6

I am quite new to Python and also very new to using postgresql, so please forgive me if this is something basic (which I - so far - have failed to achieve). I'm trying to write a python code that:

  • creates a new database (testdb)
  • reads a csv file into a pandas dataframe
  • creates and populates a new table within the database out of the pandas dataframe.

I have 3 different files so far: a) an .ini-File where I store the database info I need to create a new database, b) a .csv-File (from here, named 100_recs.csv) and c) my python code.

database.ini:

[postgresql]
host=localhost
user=postgres
password=creator
port=5432

db_creator.py:

from config import config
import sqlalchemy
from sqlalchemy import create_engine
from sqlalchemy_utils import database_exists, create_database
import pandas as pd

# useful info for psycopg2:
# https://stackoverflow.com/questions/34484066/create-a-postgres-database-using-python


class MyDB(object):
    def __init__(self):
        self.params = config()

    def create_new_db(self, newdb):
        user, host, port = self.params['user'], self.params['host'], testdb.params['port']
        pw = self.params['password']
        url = 'postgresql://{}:{}@{}:{}/{}'
        url = url.format(user, pw, host, port, newdb)

        engine = create_engine(url)
        if not database_exists(engine.url):
            create_database(engine.url)

        print(database_exists(engine.url))


if __name__ == '__main__':

    testdb = MyDB()
    testdb.create_new_db('testdb')

When I try to do it like that, I'm getting the following Error:

sqlalchemy.exc.OperationalError: (psycopg2.OperationalError)

However, it works when I do it as suggested in this SO post. Unfortunately, the answer in this post uses psycopg2 to create a new database, but I would like to do it with sqlalchemy (also because I think that working with Pandas dataframe further on will be easier with sqlalchemy (as e.g. shown here. Or am I wrong?). I thought that when doing it with sqlqlchemy then something like the following should be possible to read the data from the csv-file into a pandas dataframe and then populate a table in the new database:

def connect_alchemy(user, host, port, db, password):
    url = 'postgresql://{}:{}@{}:{}/{}'
    url = url.format(user, password, host, port, db)
    con = sqlalchemy.create_engine(url, client_encoding='utf8')
    mydata = pd.read_csv('100_recs.csv', delimiter=';', quotechar='"')
    data_db = mydata.to_sql(name='100_records', con=con, if_exists='replace', index=True, chunksize=10)

    print(con.execute('SELECT * from 100_records'))

But honestly, I'm stuck here and need some help... It would be great if someone could point me into the right direction.

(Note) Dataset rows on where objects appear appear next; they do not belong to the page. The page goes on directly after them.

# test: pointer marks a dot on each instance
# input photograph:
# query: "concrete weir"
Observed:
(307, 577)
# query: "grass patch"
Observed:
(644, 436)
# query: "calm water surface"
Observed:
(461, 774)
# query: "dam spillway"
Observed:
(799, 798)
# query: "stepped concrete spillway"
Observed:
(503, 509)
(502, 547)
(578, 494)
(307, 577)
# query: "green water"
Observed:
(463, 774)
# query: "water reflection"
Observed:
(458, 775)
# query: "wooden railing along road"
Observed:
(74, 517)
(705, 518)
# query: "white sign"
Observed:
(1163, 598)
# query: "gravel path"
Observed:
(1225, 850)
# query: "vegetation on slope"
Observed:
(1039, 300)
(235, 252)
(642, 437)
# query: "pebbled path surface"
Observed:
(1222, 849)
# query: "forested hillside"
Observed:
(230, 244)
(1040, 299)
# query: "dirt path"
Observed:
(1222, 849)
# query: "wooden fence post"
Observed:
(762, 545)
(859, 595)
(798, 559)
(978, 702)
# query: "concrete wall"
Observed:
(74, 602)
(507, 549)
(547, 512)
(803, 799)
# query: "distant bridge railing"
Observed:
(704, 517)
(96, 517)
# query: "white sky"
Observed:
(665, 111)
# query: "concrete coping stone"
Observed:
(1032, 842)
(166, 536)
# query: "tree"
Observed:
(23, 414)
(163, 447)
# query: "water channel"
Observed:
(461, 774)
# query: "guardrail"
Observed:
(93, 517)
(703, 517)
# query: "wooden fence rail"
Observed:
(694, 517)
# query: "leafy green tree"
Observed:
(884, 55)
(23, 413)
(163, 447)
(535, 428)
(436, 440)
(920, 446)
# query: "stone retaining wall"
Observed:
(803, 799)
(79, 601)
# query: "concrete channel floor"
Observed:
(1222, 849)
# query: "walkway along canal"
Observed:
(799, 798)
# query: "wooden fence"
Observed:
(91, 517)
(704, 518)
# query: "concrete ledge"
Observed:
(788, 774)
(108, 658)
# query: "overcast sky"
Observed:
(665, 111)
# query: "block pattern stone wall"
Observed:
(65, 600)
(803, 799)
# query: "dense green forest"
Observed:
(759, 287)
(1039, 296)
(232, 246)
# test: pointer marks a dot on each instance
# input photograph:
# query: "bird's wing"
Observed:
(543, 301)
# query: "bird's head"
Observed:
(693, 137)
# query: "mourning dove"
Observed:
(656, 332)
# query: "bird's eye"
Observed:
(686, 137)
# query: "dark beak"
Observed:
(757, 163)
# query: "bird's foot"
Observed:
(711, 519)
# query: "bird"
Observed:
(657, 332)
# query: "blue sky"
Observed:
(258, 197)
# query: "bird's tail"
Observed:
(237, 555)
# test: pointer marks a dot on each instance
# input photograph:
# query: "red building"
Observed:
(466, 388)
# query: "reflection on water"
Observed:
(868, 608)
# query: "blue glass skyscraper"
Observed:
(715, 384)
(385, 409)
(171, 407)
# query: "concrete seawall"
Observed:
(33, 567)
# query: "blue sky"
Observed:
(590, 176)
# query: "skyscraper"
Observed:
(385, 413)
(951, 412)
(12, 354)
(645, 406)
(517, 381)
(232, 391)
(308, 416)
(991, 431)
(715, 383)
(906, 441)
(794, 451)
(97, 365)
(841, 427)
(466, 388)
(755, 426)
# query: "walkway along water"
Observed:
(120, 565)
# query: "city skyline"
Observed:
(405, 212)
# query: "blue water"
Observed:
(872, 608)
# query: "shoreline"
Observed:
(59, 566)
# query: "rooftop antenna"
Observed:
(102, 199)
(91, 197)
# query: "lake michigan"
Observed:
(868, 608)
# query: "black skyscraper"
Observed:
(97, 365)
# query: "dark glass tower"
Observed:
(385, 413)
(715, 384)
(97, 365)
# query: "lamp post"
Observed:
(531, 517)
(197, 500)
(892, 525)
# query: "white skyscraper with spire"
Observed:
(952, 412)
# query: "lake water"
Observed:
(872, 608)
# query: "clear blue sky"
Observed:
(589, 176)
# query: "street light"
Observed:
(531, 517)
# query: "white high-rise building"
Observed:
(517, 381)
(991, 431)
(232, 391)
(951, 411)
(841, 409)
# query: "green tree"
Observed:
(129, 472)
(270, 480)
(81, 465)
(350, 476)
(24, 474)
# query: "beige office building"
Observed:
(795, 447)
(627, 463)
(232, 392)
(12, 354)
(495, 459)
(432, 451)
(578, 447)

EDIT: Ah stupid me! So I had an old typo in the follwing lines in db_creator.py

user, host, port = testdb.params['user'], testdb.params['host'], testdb.params['port']
        pw = testdb.params['password']

should be:

user, host, port = self.params['user'], self.params['host'], self.params['port']
        pw = self.params['password']

I already changed this.

Then I also forgot to add the config.py file here. Apologies for that.

Here you go:

config.py

# source: http://www.postgresqltutorial.com/postgresql-python/connect/
from configparser import ConfigParser


def config(filename='database.ini', section='postgresql'):
    # create a parser
    parser = ConfigParser()
    # read config file
    parser.read(filename)

    # get section, default to postgresql
    db = {}
    if parser.has_section(section):
        params = parser.items(section)
        for param in params:
            db[param[0]] = param[1]
    else:
        raise Exception('Section {0} not found in the {1} file'.format(section, filename))

    return db

EDIT 2:

It works now with the following setup:

database.ini:

[postgresql]
host=localhost
user=postgres
password=postgres
port=5432

config.py:

# source: http://www.postgresqltutorial.com/postgresql-python/connect/
from configparser import ConfigParser


def config(filename='database.ini', section='postgresql'):
    # create a parser
    parser = ConfigParser()
    # read config file
    parser.read(filename)

    # get section, default to postgresql
    db = {}
    if parser.has_section(section):
        params = parser.items(section)
        for param in params:
            db[param[0]] = param[1]
    else:
        raise Exception('Section {0} not found in the {1} file'.format(section, filename))

    return db

the csv file: from here

db_creator.py

from config import config
import sqlalchemy
from sqlalchemy import create_engine
from sqlalchemy_utils import database_exists, create_database
import pandas as pd

# useful info for psycopg2:
# https://stackoverflow.com/questions/34484066/create-a-postgres-database-using-python


class MyDB(object):
    def __init__(self):
        self.params = config()

    def create_new_db(self, newdb):
        user, host, port = self.params['user'], self.params['host'], self.params['port']
        pw = self.params['password']
        url = 'postgresql://{}:{}@{}:{}/{}'
        url = url.format(user, pw, host, port, newdb)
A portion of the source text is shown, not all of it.